The holidays were ended, and the girls came trooping back from their various homes or places of pleasure. They came, as usual, somewhat disorganized by idleness and license. Study went hard, and discipline seemed unbearable; tempers were in an uncertain and irritable state. Rotha hugged herself that she had her own little corner room, in which she could be quite private and removed from all share in the dissensions and murmurings, which she knew abounded elsewhere. It was a very little room; but it held her and her books and her modest wardrobe too; and Rotha bent herself to her studies with great ardour and delight. She knew she was not popular among the girls; the very fact of her having a room to herself would almost have accounted for that; "there was no reason on earth why she should have it," as one of them said; and Mrs. Mowbray was accused of favouritism. Furthermore, Rotha was declared to be "nobody," and known to be poor; there was no advantage to be gained by being her adherent; and the world goes by advantage. Added to all which, she was distancing in her studies all the girls near her own age, and becoming known as the cleverest one in the house. No wonder Rotha had looks askance and frequently the cold shoulder. Her temperament, however, made her half unconscious of this, and when conscious, comfortably independent. She was one of those natures which live a concentrated life; loving deeply and seeking eagerly the good opinion of a few; to all the rest of the world careless and superior. She was polite and pleasant in her manners, which was easy, she was so happy; but she was hardly winning or ingratiating; too independent; and too outspoken.

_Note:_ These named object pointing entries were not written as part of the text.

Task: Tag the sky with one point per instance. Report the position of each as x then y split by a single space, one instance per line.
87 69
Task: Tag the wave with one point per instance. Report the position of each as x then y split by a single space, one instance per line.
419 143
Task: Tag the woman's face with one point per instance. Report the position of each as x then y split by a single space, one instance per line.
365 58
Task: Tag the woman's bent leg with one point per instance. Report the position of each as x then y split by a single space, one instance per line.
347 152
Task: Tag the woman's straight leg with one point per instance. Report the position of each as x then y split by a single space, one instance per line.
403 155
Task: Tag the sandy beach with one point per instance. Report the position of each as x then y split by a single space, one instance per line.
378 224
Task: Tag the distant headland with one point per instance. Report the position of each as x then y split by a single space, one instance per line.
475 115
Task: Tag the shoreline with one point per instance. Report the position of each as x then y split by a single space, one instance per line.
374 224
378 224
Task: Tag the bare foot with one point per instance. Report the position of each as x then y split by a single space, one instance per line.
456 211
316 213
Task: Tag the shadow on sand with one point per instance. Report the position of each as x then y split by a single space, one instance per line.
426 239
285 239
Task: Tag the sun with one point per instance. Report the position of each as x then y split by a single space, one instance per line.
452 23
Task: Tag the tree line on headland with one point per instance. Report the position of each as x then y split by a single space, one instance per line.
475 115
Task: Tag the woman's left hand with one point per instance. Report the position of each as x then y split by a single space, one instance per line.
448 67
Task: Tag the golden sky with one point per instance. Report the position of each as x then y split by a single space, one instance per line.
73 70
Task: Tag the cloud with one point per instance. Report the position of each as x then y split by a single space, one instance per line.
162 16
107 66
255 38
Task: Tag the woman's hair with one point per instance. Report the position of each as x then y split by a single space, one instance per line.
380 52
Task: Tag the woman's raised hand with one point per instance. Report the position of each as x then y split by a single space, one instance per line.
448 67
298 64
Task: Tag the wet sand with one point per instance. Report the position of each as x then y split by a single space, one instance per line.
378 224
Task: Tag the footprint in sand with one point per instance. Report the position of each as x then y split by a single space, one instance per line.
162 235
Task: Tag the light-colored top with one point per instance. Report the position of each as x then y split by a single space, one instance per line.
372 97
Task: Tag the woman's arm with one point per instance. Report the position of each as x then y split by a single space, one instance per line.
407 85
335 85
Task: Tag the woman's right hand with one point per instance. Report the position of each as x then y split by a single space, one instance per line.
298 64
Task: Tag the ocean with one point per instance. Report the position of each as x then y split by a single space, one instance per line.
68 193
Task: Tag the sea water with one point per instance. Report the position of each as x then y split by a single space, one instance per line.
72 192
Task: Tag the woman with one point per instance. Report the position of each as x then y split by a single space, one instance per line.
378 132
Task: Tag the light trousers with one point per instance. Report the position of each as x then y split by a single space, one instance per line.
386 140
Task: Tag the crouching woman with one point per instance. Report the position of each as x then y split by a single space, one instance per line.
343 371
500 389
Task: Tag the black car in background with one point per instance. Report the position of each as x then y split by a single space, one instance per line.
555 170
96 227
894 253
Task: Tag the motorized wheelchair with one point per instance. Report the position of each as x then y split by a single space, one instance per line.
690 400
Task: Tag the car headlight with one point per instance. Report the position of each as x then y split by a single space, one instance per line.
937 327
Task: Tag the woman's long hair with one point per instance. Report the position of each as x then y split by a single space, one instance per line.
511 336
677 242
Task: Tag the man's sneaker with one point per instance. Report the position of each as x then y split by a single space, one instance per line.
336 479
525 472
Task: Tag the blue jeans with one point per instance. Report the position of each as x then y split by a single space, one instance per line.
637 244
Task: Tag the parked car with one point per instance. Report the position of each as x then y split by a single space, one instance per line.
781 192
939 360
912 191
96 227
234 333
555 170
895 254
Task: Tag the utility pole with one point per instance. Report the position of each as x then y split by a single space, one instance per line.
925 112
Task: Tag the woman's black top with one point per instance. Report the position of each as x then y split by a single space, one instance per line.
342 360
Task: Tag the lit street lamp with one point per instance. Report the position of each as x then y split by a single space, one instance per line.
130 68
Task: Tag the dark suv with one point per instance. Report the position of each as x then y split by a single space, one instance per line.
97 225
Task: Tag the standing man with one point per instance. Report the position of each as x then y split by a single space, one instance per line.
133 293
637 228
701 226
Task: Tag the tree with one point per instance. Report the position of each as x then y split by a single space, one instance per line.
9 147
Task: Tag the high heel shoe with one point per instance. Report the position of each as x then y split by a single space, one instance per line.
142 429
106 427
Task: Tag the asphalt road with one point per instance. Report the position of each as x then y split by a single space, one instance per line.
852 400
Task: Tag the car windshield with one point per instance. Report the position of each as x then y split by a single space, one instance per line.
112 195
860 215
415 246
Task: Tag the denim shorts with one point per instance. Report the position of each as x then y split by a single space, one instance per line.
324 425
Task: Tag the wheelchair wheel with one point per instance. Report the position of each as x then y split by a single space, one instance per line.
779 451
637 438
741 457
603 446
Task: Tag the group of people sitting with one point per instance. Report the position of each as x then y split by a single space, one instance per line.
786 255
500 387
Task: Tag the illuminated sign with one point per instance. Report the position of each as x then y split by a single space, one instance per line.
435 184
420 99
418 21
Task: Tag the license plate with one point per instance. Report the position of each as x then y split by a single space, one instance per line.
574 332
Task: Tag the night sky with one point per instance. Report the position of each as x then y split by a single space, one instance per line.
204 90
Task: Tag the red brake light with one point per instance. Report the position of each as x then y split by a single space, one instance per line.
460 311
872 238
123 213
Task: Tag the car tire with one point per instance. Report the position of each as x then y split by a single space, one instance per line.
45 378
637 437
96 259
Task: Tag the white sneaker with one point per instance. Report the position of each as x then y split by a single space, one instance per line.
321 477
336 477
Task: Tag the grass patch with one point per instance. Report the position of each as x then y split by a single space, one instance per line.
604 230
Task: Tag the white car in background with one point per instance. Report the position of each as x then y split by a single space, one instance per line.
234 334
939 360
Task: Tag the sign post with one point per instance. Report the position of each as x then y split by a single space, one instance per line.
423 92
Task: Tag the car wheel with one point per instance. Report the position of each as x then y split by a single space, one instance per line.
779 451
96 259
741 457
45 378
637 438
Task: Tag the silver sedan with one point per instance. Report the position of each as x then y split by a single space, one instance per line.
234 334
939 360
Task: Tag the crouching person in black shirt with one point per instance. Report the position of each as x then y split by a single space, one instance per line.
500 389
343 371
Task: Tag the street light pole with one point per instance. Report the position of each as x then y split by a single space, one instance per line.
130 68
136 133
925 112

The rule was that at the ringing of a bell in the morning all the girls should rise; and at the ringing of a second bell everybody should repair to the parlours for prayers and reading the Bible. The interval between the two bells was amply sufficient to allow the most fastidious dresser to make her toilette. But the hour was early; and the rousing bell an object of great detestation; also, it may be said, the half hour given to the Scriptures and prayer was a weariness if not to the flesh to the spirit, of many in the family. So it sometimes happened that one and another was behind time, and came into the parlour while the reading was going on, or after prayers were over. Mrs. Mowbray remarked upon this once or twice. Then came an outbreak; which allowed Rotha to see a new side of her friend's character, or to see it more plainly than heretofore. It was one morning a week or two after school had begun again; a cold morning in January. The gas was lit in the parlours; Mrs. Mowbray was at the table with her books; the girls seated in long lines around the rooms, each with a Bible.
"Where is Miss Bransome?" Mrs. Mowbray asked, looking along the lines of faces. "And Miss Dunstable?"